We came up with the idea of creating a job that would call the Gitlab API via a curl request with a specific environment variable. Consequently, we’ve modified each job so that they only run if the environment variable value is set to true. That way, we can have a manual job that, when pressed, will spin another Gitlab pipeline with a specific Environment Variable that will automatically run all the jobs required to build and deploy the review app.

An example of the manual “deploy to review app” button once the linter and tests have passed for a given merge request.

Challenge 6: Multiple of the same

Now that we can automatically deploy our review app by pressing a button. We’re running in one last challenge. Remember when we were saving the states, using the Terraform’s Backend feature?

Imagine the specific scenario where you have two feature branches, and you want to deploy a review app for each. Every time you would press the deploy review app button, it would override the most recent API because the “key” of the state is static.

Configuring our services based on variables passed from the CI/CD pipeline.

Unfortunately, you can’t use terraform variables on a backend object to set the key dynamically, but there is a “hacky” workaround that works just the same.

You can use the -backend-config flag during the initializing phase of Terraform, which takes care of installing all the modules for a specific set of resources. That flag allows you to modify the key of the state; in other words, it will enable you to dynamically set where the state is going to be saved for a group of resources.

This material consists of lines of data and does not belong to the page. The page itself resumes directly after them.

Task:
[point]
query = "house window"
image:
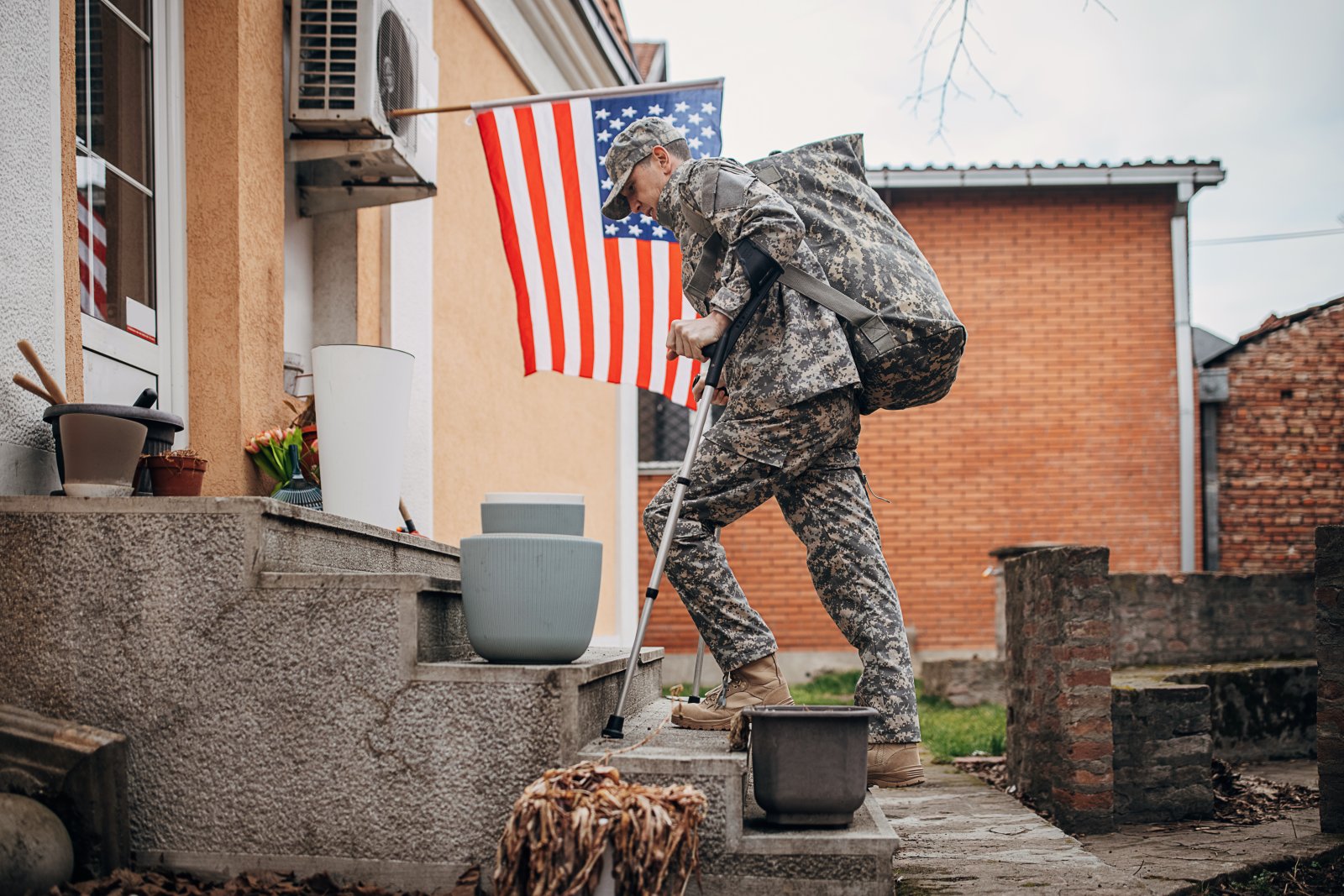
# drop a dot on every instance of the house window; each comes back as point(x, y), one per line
point(665, 429)
point(118, 174)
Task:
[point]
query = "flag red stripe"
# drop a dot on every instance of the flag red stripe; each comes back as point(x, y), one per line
point(508, 228)
point(644, 253)
point(578, 242)
point(616, 316)
point(542, 221)
point(674, 313)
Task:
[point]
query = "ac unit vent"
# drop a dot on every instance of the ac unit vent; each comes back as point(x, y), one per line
point(396, 73)
point(328, 33)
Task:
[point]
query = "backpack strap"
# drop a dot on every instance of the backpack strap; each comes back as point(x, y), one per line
point(714, 250)
point(864, 318)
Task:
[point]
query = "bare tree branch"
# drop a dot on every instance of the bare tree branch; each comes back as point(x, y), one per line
point(932, 38)
point(1105, 8)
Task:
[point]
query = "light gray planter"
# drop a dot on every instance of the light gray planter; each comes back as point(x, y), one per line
point(530, 598)
point(539, 513)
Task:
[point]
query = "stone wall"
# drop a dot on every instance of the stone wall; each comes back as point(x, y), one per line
point(1207, 617)
point(1059, 699)
point(964, 683)
point(1163, 752)
point(1330, 656)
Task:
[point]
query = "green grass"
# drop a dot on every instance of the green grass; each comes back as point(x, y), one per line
point(948, 731)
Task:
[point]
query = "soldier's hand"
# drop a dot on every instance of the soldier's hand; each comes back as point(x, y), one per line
point(687, 338)
point(721, 396)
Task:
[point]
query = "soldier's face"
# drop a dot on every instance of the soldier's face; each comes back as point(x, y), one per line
point(647, 181)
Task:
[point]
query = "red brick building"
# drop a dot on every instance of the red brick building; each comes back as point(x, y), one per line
point(1066, 421)
point(1277, 396)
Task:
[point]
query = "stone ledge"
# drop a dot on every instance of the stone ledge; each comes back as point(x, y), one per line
point(597, 663)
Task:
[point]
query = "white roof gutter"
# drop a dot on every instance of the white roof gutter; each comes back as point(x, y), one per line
point(1195, 174)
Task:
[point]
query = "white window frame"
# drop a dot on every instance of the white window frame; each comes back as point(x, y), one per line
point(167, 358)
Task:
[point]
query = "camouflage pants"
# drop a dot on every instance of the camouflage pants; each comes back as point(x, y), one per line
point(812, 470)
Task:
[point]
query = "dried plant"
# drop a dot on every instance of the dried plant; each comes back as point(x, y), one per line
point(559, 828)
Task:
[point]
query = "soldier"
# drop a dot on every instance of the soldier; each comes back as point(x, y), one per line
point(790, 430)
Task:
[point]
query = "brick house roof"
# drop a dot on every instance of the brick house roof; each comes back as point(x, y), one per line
point(615, 18)
point(1149, 170)
point(645, 55)
point(1274, 322)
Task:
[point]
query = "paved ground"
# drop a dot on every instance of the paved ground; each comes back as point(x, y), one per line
point(961, 836)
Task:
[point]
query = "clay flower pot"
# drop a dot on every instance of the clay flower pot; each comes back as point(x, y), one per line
point(176, 476)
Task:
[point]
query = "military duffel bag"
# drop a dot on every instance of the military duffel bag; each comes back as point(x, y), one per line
point(905, 338)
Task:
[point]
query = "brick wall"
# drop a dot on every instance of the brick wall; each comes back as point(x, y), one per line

This then allows us to deploy many of the same services under a different key, thus allowing us to have a unique API for every review apps.

A visualization of the hosts for our Review Apps using Datadog. Each hexagon represents an EC2 machine hosting one of our services.

The Who

While these review apps are specifically targeted to improve developer’s happiness, there are also other clear benefits with having that concept in place.

It increases efficiency towards testing and demoing features
It isolates the data (i.e. changes made on one review app will not impact another review app)
It gets cross-functional teams involved quicker (better feedback loop during development time)
It makes testing accurate. It uses similar infrastructure as Production

It also facilitates the data team’s day-to-day activities. In a usual setting, tests are being made on production or staging where the data team needs to constantly filter that data to provide a more accurate picture of key metrics. In other words, it separates test data from real data.

What are your different environments and what are the problems that they are solving? We’d love to hear your thoughts!